L’éducation a commencé très jeune, même si je ne me souviens plus exactement à quel age cet enseignement, débordant d’ambition pour moi, a débuté. Je suppose que c’est vers les trois ans que celui-ci a initié le virage: l’age actuel de mon fils Joseph.

Mon fils Joseph justement, ne me demandait t’il pas hier matin pour quelle raison je partais travailler ? Je lui ai donc répondu surpris et pressé que :

  • j’allais travailler pour gagner de l’argent.

On m’a donc appris les Histoires de France, ainsi que leurs glorioles de clochers, telle qu’elles sont déformées par les besoins politiques du moment où on nous les inculquent. De ces histoires à géométries variables, de celles qui justifient de plus en plus mollement, à mesure que le temps passe, les millions d’êtres Humains ferraillés idéologiquement pour l'exemple par la première guerre mondiale et pratiquement par la Krupp-Company. C’est dire si je suis habitué à supporter aujourd’hui fièrement le poids des exactions passées de ces aînés qui ont dévasté fièrement le Monde, non pas par cupidité ou bien par curiosité mais plus prosaïquement par conviction religieuse, voracité financière, ou maladies psychiatriques.

L’orchestration des chairs et des esprits par une Anarchie Religieuse d’état raisonnable devenue par la suite laïque semble avoir été la raison de ces génocides Européens et Coloniaux.
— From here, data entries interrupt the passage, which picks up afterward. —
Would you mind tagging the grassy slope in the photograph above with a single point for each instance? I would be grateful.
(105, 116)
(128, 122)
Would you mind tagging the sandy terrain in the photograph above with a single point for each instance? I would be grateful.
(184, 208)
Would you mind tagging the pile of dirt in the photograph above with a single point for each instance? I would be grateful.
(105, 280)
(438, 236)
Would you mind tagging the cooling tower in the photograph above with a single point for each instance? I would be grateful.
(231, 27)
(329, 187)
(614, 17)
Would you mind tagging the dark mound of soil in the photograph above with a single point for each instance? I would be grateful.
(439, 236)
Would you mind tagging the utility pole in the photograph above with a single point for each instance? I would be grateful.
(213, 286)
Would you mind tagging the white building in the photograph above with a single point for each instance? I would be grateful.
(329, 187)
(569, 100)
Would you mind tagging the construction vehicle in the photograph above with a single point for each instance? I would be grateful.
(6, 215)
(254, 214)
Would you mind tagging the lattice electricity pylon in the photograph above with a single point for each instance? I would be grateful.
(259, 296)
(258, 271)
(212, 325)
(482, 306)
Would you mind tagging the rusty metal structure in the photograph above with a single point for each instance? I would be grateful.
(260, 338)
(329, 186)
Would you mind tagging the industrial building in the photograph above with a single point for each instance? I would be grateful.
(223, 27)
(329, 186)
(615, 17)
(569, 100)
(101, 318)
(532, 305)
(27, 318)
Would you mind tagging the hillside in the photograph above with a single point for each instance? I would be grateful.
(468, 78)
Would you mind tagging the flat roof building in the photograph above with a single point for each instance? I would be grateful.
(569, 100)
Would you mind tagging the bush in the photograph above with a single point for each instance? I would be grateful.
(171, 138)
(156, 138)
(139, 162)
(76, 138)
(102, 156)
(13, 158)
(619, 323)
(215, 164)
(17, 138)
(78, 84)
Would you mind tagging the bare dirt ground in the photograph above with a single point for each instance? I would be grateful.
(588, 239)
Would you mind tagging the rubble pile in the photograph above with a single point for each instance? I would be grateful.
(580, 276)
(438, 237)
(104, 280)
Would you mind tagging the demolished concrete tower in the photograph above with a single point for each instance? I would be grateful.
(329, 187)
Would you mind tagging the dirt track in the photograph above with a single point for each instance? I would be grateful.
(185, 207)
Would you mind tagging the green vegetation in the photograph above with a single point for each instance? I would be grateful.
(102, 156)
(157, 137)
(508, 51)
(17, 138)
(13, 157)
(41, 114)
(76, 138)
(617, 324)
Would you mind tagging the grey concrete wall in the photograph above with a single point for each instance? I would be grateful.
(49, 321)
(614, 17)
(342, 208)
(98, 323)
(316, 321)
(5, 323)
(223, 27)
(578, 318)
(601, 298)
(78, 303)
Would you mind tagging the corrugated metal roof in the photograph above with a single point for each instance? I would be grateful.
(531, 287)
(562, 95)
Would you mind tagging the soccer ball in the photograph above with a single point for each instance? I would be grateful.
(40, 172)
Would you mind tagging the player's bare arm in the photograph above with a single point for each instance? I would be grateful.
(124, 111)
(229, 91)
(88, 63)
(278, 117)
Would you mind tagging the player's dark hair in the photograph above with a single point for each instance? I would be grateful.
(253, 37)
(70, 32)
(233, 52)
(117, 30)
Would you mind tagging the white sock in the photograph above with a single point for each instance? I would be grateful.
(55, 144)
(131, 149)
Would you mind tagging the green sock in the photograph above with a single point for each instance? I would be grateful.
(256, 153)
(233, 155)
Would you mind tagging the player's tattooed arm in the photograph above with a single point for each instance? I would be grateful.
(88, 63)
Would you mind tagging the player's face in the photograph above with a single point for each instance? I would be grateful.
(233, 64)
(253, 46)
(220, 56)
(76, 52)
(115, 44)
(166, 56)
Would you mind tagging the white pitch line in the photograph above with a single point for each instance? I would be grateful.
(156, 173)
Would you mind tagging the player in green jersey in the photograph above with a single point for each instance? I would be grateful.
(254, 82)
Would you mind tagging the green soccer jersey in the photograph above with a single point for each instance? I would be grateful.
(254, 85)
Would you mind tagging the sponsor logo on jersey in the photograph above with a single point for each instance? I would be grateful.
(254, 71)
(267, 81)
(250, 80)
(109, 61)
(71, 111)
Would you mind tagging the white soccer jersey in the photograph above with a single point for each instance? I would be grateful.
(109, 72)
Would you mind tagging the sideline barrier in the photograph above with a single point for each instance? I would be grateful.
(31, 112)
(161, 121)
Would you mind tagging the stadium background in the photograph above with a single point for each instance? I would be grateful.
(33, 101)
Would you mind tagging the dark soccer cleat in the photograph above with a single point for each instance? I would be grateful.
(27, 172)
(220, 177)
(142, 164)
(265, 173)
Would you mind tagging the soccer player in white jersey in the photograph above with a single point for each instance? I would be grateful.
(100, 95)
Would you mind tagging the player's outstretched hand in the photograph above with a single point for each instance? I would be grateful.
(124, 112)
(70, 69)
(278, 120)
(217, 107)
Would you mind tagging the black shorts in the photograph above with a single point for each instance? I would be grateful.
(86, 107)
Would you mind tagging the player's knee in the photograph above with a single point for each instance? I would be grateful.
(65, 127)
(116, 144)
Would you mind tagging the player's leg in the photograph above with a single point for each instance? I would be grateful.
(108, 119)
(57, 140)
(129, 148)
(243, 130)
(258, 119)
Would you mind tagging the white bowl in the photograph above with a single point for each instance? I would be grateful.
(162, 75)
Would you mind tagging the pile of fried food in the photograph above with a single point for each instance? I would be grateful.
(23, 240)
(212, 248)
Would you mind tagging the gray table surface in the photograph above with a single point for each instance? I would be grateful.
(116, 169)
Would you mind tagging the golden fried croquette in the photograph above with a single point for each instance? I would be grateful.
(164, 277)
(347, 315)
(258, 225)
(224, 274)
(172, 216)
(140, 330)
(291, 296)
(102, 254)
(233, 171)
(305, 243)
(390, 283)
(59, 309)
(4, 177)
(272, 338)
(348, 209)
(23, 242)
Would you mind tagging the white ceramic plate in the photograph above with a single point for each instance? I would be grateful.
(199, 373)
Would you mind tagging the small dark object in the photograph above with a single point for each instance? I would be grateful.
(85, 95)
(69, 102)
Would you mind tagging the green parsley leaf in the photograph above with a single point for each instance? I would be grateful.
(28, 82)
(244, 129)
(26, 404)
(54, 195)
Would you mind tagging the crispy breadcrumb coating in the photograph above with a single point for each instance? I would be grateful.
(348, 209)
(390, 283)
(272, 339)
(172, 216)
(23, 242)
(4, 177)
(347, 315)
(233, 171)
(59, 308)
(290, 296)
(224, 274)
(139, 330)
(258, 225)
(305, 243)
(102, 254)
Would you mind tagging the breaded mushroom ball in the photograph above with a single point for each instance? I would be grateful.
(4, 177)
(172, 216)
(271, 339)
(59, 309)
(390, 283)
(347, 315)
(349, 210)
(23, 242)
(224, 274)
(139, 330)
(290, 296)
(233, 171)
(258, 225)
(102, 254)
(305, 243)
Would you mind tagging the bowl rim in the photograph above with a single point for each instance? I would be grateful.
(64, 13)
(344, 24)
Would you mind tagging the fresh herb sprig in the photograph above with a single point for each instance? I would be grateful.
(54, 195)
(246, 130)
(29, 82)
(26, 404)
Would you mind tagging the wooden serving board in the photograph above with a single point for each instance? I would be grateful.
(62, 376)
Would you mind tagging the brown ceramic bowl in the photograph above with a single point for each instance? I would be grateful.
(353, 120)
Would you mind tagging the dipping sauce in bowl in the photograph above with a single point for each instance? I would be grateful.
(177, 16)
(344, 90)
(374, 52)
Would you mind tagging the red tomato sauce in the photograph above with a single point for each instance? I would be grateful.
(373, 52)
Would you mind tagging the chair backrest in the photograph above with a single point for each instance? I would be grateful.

C’est à l’aune de cette justice insoutenable basée sur la propriété usurpée des exactions passées que se comptabilise aujourd’hui les anomalies accumulées des richesses présentes.
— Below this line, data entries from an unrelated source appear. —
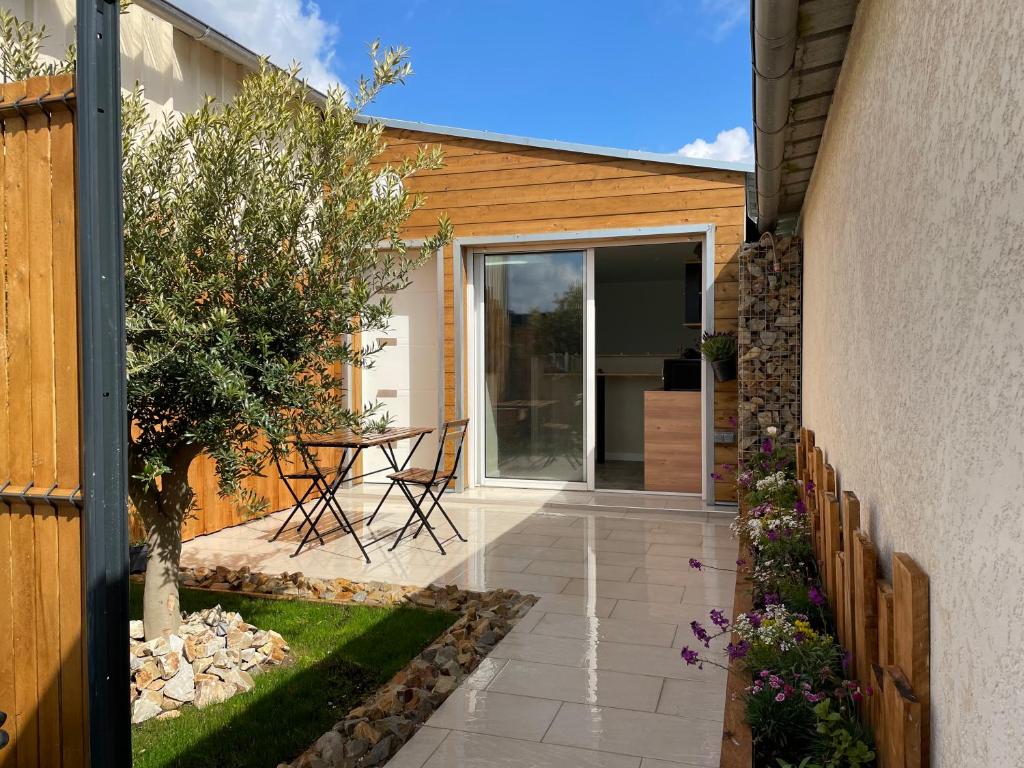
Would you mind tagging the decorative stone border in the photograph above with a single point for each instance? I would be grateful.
(374, 731)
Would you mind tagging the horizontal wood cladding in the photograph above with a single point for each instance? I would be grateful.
(498, 188)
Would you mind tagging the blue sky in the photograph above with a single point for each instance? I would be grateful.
(653, 75)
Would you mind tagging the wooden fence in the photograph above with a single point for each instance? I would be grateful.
(42, 659)
(883, 624)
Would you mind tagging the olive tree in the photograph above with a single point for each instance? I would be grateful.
(259, 236)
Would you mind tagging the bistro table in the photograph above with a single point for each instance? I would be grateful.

On m’a également appris l’utilitarisme de toute chose et de tout un chacun dans un monde ordonné et construit par nous et pour nous. ….A chaque chose sa place….et à chacun son métier nous susurre l’adage Français, tandis que son concurrent Africain lui répond en écho : « à chacun sa chacune » .

Et même lorsqu’il n’y a pas un boulot pour tout le monde, nous nous devons d’avoir un métier. Je ne suis d'ailleurs plus tellement certain que cette notion de « métier » ait encore un sens aujourd’hui, mais peu importe.

Candide n’est jamais bien loin de ces images d’Epinal véhiculées par les imaginaires Nationaux de ces Etats à vocation Humaniste. Ceux-ci ont la fâcheuse tendance à avoir une vocation à exporter leurs « surmoi » de grès ou de force, je pense évidemment à la France et aux USA en disant cela, ne sont ils pas les pays les plus viciés pour l’Humanité en tant que genre ? Cela reste une question ouverte.

L'immoralité banale

C’est sous l’emprise de cette culture alliée aux fers d’un prosélytisme économique d’une caste s’employant à perpétuer le malheur pour le plus grand nombre que j’ai lu cet article cet après-midi : "Il faut considérer les déchets électroniques comme une opportunité".

Certes on pourra juste rire de cet axiome libéral des Nations Unies tentant de donner, une fois de plus, bonne conscience aux populations des pays riches afin qu'elles consument et consomment encore le potentiel de mort dont elles sont porteuses. Les enfants Chinois et Africains demeurent les victimes de notre laxisme libéral.

Alors libre à nous de considérer les e-déchets comme une opportunité pour les pays à "bas-coût" loin de nous, une opportunité pour leurs enfants très certainement. Personne n'a encore pensé à conserver ces déchets en Europe pour les traiter conformément aux normes que nous nous imposons, nous citoyens, pour nous et nos enfants ?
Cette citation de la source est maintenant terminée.